It is the tendency of all rivers to flow to the ocean, but they do not flow there in a straight line; on the contrary, they are continually diversified in accordance with the laws of nature. The rule, applicable in this case to a holy mind, is, that we must leave this tendency under the direction of Providence, and not direct it in our own will. It is true we cannot rightfully be deprived of our own choice; but we are bound to make a right choice, and our choice ought always to be, to let the movements of our hearts be guided by God's choice. The will of the creature is as disastrous here as anywhere else. Let our love, then, flow where Providence indicates that it ought to flow. God, who reveals himself in his providences, and acts through them, and God only, should choose for us.
But supposing that the Providence of God places before us, as the objects of our love, those who are exceedingly depraved and vicious, are we bound to love them in that case? Most certainly we are. They are appropriate objects of [that] love... which loves existences simply because they have an existence....

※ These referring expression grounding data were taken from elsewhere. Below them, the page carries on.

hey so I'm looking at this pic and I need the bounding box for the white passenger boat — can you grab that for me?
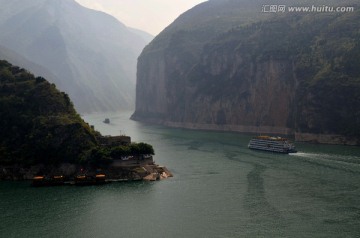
[248,135,297,154]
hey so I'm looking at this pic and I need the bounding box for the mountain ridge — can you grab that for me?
[0,0,152,113]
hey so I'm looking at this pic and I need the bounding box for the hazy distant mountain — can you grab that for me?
[132,0,360,145]
[0,0,152,112]
[128,27,154,43]
[0,44,62,85]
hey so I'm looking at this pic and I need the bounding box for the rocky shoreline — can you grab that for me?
[295,133,360,146]
[131,116,295,135]
[0,162,173,184]
[131,117,360,146]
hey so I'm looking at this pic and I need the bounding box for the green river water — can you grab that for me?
[1,111,360,238]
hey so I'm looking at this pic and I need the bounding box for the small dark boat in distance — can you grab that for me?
[74,174,92,186]
[32,175,65,187]
[74,173,108,186]
[95,174,106,184]
[32,175,46,187]
[248,135,297,154]
[103,118,110,124]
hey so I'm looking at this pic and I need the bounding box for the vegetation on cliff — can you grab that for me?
[0,60,154,166]
[88,142,155,166]
[133,0,360,141]
[191,10,360,136]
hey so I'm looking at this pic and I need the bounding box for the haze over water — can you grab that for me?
[1,111,360,237]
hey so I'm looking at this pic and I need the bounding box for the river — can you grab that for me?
[1,111,360,237]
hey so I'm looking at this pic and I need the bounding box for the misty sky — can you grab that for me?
[75,0,208,35]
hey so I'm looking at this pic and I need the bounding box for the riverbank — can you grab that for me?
[130,117,294,135]
[131,117,360,146]
[295,133,360,146]
[0,162,173,184]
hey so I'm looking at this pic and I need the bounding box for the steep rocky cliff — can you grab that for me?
[132,0,360,145]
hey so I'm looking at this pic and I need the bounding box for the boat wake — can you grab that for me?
[289,152,360,172]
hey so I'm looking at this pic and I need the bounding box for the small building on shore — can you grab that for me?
[110,154,154,167]
[97,135,131,146]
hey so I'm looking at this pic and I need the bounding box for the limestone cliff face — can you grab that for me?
[184,57,296,130]
[134,48,296,134]
[135,55,167,118]
[133,0,360,144]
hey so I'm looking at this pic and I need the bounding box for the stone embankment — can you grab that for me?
[295,133,360,146]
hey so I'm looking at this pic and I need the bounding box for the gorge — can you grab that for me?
[132,0,360,145]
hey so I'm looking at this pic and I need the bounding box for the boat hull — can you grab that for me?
[248,137,297,154]
[248,146,297,154]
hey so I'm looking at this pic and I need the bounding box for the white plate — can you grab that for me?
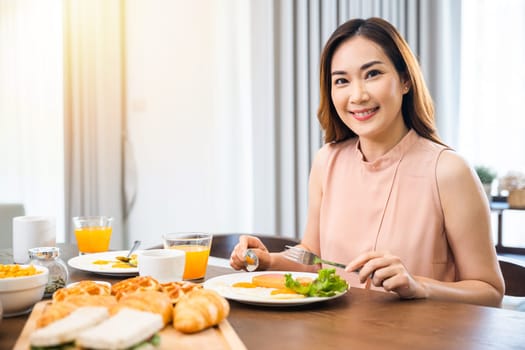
[67,251,140,276]
[203,271,348,307]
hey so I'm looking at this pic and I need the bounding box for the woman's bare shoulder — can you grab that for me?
[436,150,483,208]
[436,149,474,184]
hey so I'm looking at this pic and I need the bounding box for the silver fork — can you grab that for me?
[283,245,347,269]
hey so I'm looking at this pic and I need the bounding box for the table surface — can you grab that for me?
[2,246,525,350]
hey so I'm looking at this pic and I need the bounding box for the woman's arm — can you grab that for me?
[422,150,504,306]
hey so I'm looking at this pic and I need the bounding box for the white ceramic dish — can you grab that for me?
[203,271,348,307]
[137,249,185,283]
[67,251,140,276]
[0,264,49,317]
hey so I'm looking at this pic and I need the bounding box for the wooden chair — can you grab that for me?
[210,233,300,259]
[498,256,525,297]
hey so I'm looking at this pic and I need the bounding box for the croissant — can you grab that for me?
[110,290,172,325]
[173,289,230,334]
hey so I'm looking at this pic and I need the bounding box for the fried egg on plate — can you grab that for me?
[213,282,305,300]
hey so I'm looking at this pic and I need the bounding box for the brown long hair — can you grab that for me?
[317,17,445,146]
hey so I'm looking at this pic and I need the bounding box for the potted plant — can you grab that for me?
[475,165,497,201]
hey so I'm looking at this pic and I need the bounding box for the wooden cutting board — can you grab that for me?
[14,301,246,350]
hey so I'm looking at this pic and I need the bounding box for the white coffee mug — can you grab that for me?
[12,216,56,264]
[138,249,185,283]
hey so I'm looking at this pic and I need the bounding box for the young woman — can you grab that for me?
[230,17,504,307]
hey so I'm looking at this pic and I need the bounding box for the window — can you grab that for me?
[459,0,525,178]
[0,0,65,240]
[459,0,525,252]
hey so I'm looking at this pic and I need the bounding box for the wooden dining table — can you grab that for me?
[1,245,525,350]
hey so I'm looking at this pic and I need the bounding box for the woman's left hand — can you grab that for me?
[345,251,425,299]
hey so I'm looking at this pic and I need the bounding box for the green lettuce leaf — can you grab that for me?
[284,268,348,297]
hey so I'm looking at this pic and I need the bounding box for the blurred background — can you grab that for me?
[1,0,524,250]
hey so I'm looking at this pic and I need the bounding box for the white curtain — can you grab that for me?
[0,0,65,240]
[63,0,124,248]
[247,0,461,239]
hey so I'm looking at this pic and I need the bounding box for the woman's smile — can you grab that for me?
[350,106,379,121]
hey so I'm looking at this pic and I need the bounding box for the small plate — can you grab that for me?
[203,271,348,307]
[67,251,140,276]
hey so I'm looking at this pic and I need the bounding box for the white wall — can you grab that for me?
[125,0,255,248]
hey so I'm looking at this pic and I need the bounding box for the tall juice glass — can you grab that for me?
[162,232,212,280]
[72,216,113,255]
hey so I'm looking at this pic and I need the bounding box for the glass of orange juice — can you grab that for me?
[162,232,212,280]
[72,216,113,255]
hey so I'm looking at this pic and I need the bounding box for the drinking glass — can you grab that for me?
[72,216,113,255]
[162,232,212,280]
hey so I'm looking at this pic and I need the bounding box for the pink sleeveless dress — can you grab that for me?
[316,130,456,289]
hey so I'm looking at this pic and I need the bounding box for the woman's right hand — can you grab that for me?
[229,235,270,271]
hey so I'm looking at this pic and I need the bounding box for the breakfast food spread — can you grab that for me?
[111,275,162,300]
[30,306,109,347]
[174,288,230,334]
[251,273,313,289]
[284,268,348,297]
[231,268,349,299]
[231,273,313,299]
[161,280,203,304]
[76,308,163,349]
[37,294,117,328]
[92,253,138,268]
[251,273,291,289]
[29,275,230,348]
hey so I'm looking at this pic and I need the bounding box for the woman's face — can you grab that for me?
[330,36,408,141]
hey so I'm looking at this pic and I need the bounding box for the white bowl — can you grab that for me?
[0,264,48,317]
[138,249,186,283]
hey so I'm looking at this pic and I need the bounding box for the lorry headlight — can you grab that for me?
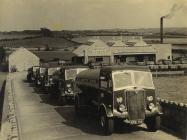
[67,88,72,93]
[67,84,71,88]
[116,97,123,103]
[149,103,155,110]
[119,104,127,112]
[147,96,153,101]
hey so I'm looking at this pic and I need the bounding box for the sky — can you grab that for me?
[0,0,187,31]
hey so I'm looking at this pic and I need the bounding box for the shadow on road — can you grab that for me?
[0,80,6,130]
[54,106,148,136]
[24,79,152,136]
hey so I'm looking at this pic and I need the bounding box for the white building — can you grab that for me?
[73,39,172,64]
[8,47,40,72]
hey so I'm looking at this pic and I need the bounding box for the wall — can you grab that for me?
[9,49,40,72]
[157,98,187,139]
[152,44,172,61]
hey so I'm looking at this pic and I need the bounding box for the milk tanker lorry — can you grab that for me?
[75,66,162,135]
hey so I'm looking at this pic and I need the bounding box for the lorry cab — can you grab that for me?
[44,66,61,88]
[75,66,161,135]
[27,66,40,82]
[52,66,88,105]
[35,67,47,86]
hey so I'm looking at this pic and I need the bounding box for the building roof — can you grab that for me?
[73,39,157,57]
[111,40,128,47]
[88,39,109,49]
[134,38,148,47]
[73,45,89,57]
[126,37,138,43]
[33,51,76,61]
[73,39,112,57]
[9,47,39,60]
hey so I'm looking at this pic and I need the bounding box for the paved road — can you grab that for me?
[11,72,179,140]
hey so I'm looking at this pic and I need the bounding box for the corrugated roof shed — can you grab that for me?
[88,39,109,49]
[134,38,148,47]
[111,40,128,47]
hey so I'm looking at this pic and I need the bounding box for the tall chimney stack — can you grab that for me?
[160,17,164,43]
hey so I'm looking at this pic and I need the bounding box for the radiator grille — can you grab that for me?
[126,90,145,120]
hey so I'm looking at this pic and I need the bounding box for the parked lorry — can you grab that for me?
[27,66,40,82]
[51,66,88,104]
[75,66,162,135]
[43,66,61,92]
[35,67,47,86]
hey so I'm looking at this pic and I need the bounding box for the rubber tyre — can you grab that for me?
[27,75,31,82]
[58,96,66,106]
[145,116,160,132]
[74,96,80,115]
[100,110,114,135]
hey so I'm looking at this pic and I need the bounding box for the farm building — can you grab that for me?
[8,47,40,72]
[73,38,172,64]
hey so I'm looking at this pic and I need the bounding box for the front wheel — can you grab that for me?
[100,110,114,135]
[27,74,31,82]
[58,96,66,106]
[74,96,80,115]
[145,116,160,131]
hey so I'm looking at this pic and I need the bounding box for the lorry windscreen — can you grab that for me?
[134,71,154,89]
[112,70,154,91]
[40,68,46,74]
[65,68,87,80]
[65,69,78,80]
[33,67,39,72]
[48,68,59,75]
[113,71,133,90]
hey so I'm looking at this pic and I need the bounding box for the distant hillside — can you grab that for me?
[1,27,187,39]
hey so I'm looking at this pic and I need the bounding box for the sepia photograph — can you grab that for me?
[0,0,187,139]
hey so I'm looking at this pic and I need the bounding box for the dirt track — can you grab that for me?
[9,72,180,140]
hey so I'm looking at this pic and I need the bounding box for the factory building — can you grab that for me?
[73,38,172,65]
[73,39,113,64]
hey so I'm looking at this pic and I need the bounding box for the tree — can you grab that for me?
[40,28,53,37]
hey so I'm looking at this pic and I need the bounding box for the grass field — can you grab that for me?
[154,76,187,104]
[0,37,79,49]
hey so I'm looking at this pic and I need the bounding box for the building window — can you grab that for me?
[95,57,103,62]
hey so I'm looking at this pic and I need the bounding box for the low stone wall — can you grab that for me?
[157,98,187,139]
[0,76,19,140]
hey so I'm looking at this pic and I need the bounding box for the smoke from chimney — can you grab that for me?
[163,0,187,19]
[160,0,187,43]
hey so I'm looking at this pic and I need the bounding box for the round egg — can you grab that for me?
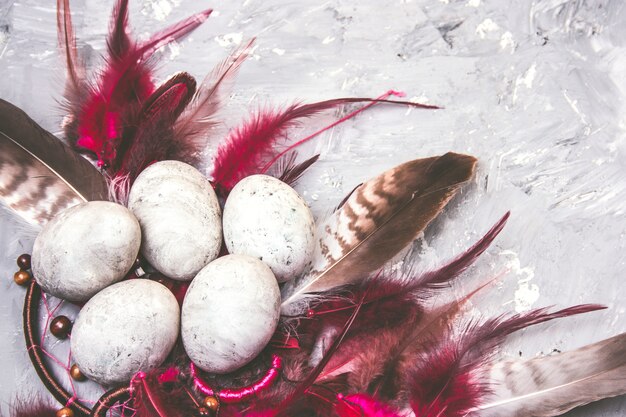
[32,201,141,302]
[71,279,179,385]
[181,254,281,373]
[223,175,315,282]
[128,161,222,281]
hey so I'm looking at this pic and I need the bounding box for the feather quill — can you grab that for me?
[473,332,626,417]
[211,96,435,194]
[281,152,477,315]
[0,99,108,225]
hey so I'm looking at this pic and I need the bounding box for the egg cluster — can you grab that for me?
[31,161,316,386]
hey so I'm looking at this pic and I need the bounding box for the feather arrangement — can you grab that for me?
[0,2,624,417]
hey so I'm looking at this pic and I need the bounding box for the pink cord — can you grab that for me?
[191,355,283,403]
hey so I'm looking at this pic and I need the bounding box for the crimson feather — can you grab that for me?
[61,0,211,172]
[211,96,437,194]
[406,304,606,417]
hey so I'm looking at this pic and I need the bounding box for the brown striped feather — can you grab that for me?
[281,152,477,315]
[0,99,108,225]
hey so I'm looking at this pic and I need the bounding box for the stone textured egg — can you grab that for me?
[128,161,222,281]
[223,175,315,282]
[71,279,179,386]
[181,254,281,373]
[32,201,140,302]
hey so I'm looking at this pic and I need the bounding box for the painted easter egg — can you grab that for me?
[128,161,222,281]
[181,254,281,373]
[31,201,141,302]
[71,279,180,385]
[222,175,315,283]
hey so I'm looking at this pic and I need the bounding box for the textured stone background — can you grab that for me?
[0,0,625,415]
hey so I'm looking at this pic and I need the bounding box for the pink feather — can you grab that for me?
[211,96,438,194]
[335,393,404,417]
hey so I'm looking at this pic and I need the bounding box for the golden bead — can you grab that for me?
[202,396,219,411]
[56,407,74,417]
[70,364,86,381]
[13,270,31,286]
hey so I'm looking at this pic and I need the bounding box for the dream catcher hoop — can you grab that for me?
[1,1,625,417]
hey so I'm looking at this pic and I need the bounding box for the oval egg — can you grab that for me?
[71,279,180,385]
[181,254,280,374]
[128,161,222,281]
[223,175,315,282]
[32,201,141,302]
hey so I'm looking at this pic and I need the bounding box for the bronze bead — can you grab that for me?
[70,364,86,381]
[202,396,219,411]
[50,316,72,339]
[56,407,74,417]
[13,270,31,286]
[17,253,31,270]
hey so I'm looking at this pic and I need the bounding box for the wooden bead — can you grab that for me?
[202,396,219,411]
[70,364,86,381]
[13,270,31,286]
[17,253,31,270]
[56,407,74,417]
[50,316,72,339]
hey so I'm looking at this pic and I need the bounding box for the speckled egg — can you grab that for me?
[222,175,315,282]
[181,254,281,374]
[31,201,141,302]
[71,279,180,386]
[128,161,222,281]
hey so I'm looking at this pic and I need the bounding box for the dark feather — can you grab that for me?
[5,400,57,417]
[277,152,320,186]
[0,99,108,225]
[281,152,478,315]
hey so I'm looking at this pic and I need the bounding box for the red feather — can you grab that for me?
[211,95,437,194]
[406,304,606,417]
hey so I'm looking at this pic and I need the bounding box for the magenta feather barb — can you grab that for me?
[211,93,439,194]
[406,304,607,417]
[59,0,211,173]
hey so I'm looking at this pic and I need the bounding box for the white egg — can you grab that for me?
[181,254,280,374]
[223,175,315,282]
[31,201,140,302]
[71,279,180,386]
[128,161,222,281]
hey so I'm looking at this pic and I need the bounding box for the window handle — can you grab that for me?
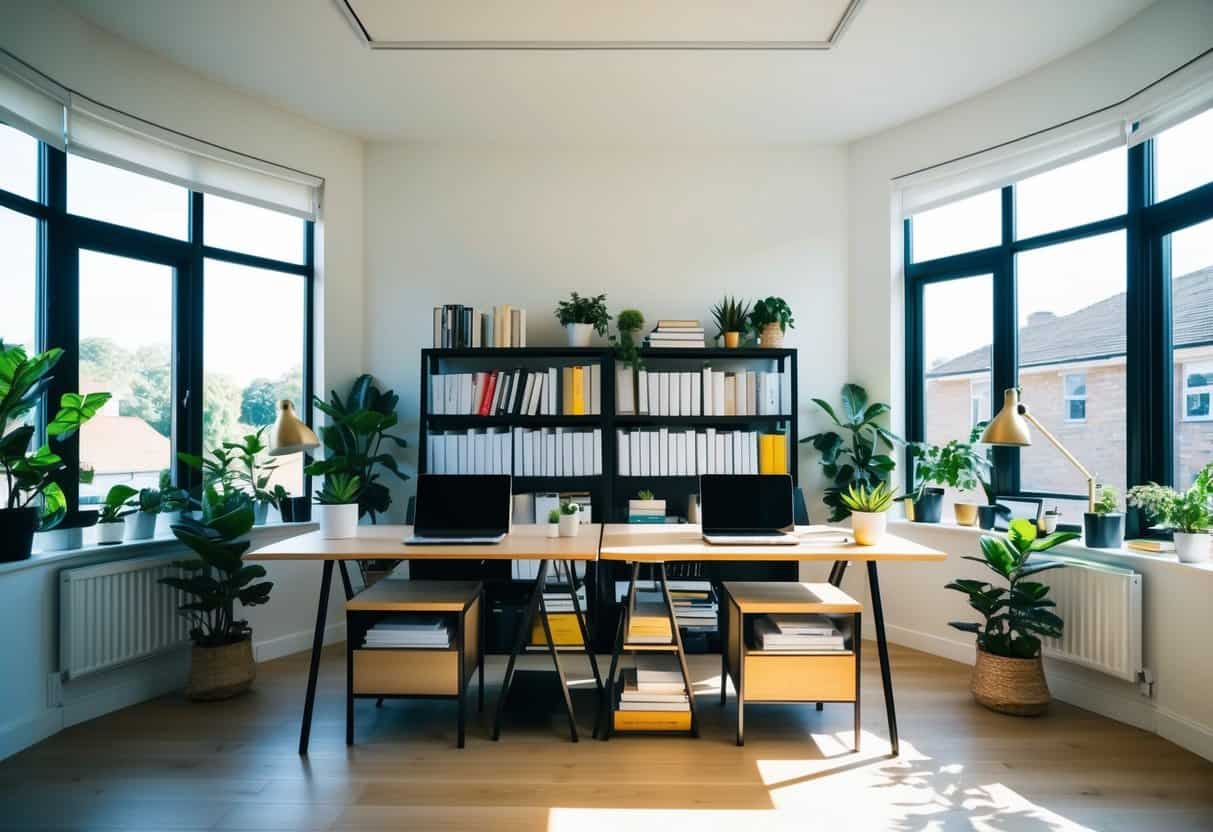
[183,388,190,410]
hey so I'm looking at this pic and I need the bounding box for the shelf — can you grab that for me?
[512,476,602,488]
[621,642,681,652]
[639,347,795,359]
[427,415,601,428]
[614,415,791,426]
[426,347,609,359]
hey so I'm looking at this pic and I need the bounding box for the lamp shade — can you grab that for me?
[980,388,1032,447]
[268,399,319,456]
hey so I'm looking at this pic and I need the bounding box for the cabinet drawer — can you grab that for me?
[743,653,855,702]
[352,649,459,696]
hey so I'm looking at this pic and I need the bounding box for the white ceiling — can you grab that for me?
[59,0,1154,145]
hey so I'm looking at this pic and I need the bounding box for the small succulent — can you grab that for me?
[315,474,362,505]
[548,508,561,524]
[561,501,579,516]
[711,296,751,337]
[637,489,656,501]
[839,482,895,514]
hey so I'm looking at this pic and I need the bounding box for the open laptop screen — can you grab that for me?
[700,474,794,534]
[414,474,512,537]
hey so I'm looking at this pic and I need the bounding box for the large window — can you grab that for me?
[906,107,1213,535]
[0,123,38,201]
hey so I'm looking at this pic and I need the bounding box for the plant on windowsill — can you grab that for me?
[969,421,1012,530]
[546,508,561,538]
[946,518,1078,715]
[747,296,795,348]
[559,500,581,538]
[907,436,990,525]
[126,487,162,541]
[801,384,902,522]
[159,487,272,701]
[710,296,750,349]
[628,489,666,524]
[839,482,894,545]
[555,292,611,347]
[1083,484,1124,549]
[1127,464,1212,563]
[0,342,110,562]
[160,469,193,523]
[314,473,362,540]
[227,426,279,526]
[96,484,138,546]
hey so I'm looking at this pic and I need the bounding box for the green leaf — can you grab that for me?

As the appropriate object of this form of love is existence in distinction from character, it will naturally direct itself, in an especial manner, towards those whom Providence has particularly associated with us, no matter what their characters may be. The mere fact of sentient existence, presented before us as an object of contemplation, will stir up the waters at the heart's fountain; but the relations of Providence will indicate the channels in which they must flow. Our relatives and others, with whom we are particularly associated in providence, may be very wicked. But the fact of their wickedness does not destroy the other and everlasting fact, that they are accountable existences; that they have immortal souls; that they are capable of great happiness or great misery. Fallen, degraded, miserable, they may be; but if we are like God, how can we help loving them? God is a fountain of love, flowing out continually towards all his creatures, sparing not even his own Son to save and bless them, and showing, more than in any other way, his love to those who are his enemies.
— edited from A Treatise on Divine Union (1851) Part 4, Chapter 6.